The evidence gaps that would need to be filled for guideline inclusion include: a randomized controlled trial comparing sermorelin to somatropin with final adult height as the primary endpoint, standardized compounding quality assurance, and long-term safety data from registries comparable to the KIGS or NCGS databases that track rhGH outcomes [15].

Despite these gaps, a small subset of pediatric endocrinologists employ sermorelin in specific clinical scenarios: families who refuse daily rhGH injections but accept the slightly lower efficacy of GHRH stimulation, children with mild or partial GHD where the risk-benefit calculation for rhGH is less clear-cut, and as a GH-axis "priming" strategy before formal provocative testing in borderline cases.

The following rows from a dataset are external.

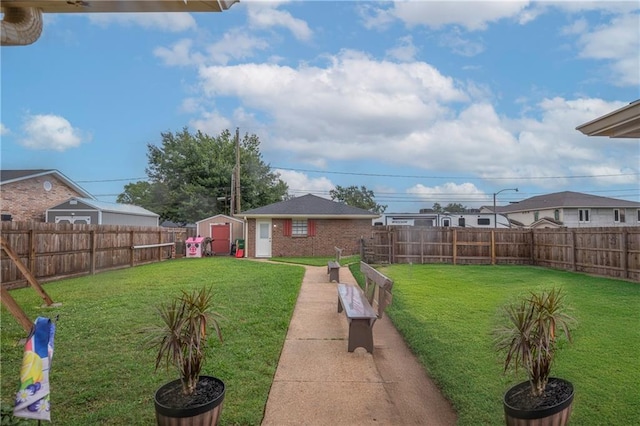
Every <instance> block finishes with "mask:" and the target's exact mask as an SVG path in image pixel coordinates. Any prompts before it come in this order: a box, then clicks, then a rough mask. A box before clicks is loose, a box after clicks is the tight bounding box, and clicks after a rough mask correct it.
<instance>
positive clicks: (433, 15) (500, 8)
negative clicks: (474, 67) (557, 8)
mask: <svg viewBox="0 0 640 426" xmlns="http://www.w3.org/2000/svg"><path fill="white" fill-rule="evenodd" d="M528 5H529V2H528V1H494V2H473V1H471V2H468V1H465V2H463V1H450V2H444V1H438V2H435V1H403V2H394V3H393V6H392V7H391V8H390V9H386V11H384V10H377V11H376V14H375V15H374V16H385V15H386V14H391V15H393V16H394V17H395V18H397V19H399V20H401V21H402V22H404V23H405V24H406V25H407V26H409V27H413V26H416V25H425V26H428V27H431V28H434V29H439V28H442V27H444V26H447V25H458V26H461V27H464V28H466V29H467V30H469V31H477V30H484V29H486V28H487V26H488V24H490V23H492V22H497V21H499V20H501V19H507V18H508V19H518V20H520V21H522V22H527V21H528V20H530V19H531V17H530V16H529V15H527V17H526V19H523V18H520V15H521V14H523V13H524V12H525V9H526V8H527V6H528ZM528 13H530V12H528Z"/></svg>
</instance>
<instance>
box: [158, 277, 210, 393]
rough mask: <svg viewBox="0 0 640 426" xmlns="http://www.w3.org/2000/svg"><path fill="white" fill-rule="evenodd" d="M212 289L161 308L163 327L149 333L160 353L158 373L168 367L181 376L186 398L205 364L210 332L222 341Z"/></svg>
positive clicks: (171, 303)
mask: <svg viewBox="0 0 640 426" xmlns="http://www.w3.org/2000/svg"><path fill="white" fill-rule="evenodd" d="M212 299H213V296H212V292H211V289H206V288H202V289H199V290H193V291H192V292H190V293H188V292H186V291H183V292H182V294H181V295H180V296H178V297H177V298H175V299H173V300H171V301H170V302H168V303H164V304H162V305H160V306H159V307H158V313H159V314H160V318H161V319H162V325H161V326H158V327H155V328H152V329H149V330H148V332H149V334H148V336H149V340H148V344H149V346H150V347H151V348H157V349H158V355H157V357H156V370H157V369H158V368H159V367H160V366H161V365H163V364H164V365H165V366H166V368H167V369H169V367H175V368H176V369H177V370H178V372H179V373H180V379H181V381H182V390H183V392H184V394H186V395H190V394H192V393H193V392H194V391H195V389H196V385H197V383H198V379H199V377H200V371H201V370H202V366H203V364H204V359H205V349H206V346H207V331H208V329H209V328H210V327H213V329H214V330H215V332H216V335H217V337H218V339H219V340H220V341H222V334H221V332H220V326H219V324H218V321H217V319H218V318H220V314H218V313H216V312H213V311H211V308H212V303H213V300H212Z"/></svg>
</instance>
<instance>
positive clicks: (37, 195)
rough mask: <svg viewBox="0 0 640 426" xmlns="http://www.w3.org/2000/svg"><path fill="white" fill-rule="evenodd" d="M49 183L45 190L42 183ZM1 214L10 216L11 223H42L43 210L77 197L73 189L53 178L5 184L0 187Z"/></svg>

The absence of patent protection and commercial manufacturer interest makes a modern registrational trial unlikely without NIH or foundation funding. Sermorelin's position in pediatric GHD therefore remains that of a historically validated but currently non-preferred off-label option with moderate supporting evidence.

Summary of Evidence Grade

Applying GRADE methodology to the available sermorelin-for-pediatric-GHD evidence yields a rating of moderate certainty (Grade B). The evidence is downgraded from high due to: observational/open-label study designs (no placebo-controlled RCTs for the growth indication), indirect comparisons to rhGH rather than direct head-to-head data, and the absence of final adult height outcomes [16]. The evidence is not downgraded further because results are consistent across studies, effect sizes are clinically meaningful, and the biological mechanism is well-characterized.

Pediatric endocrinologists considering sermorelin should document in the medical record: the specific reason rhGH is not being used, confirmation of hypothalamic-level GHD via GHRH stimulation testing, informed consent discussing off-label status and the evidence limitations, and a monitoring plan with defined response criteria and timeline for reassessment at 6 months.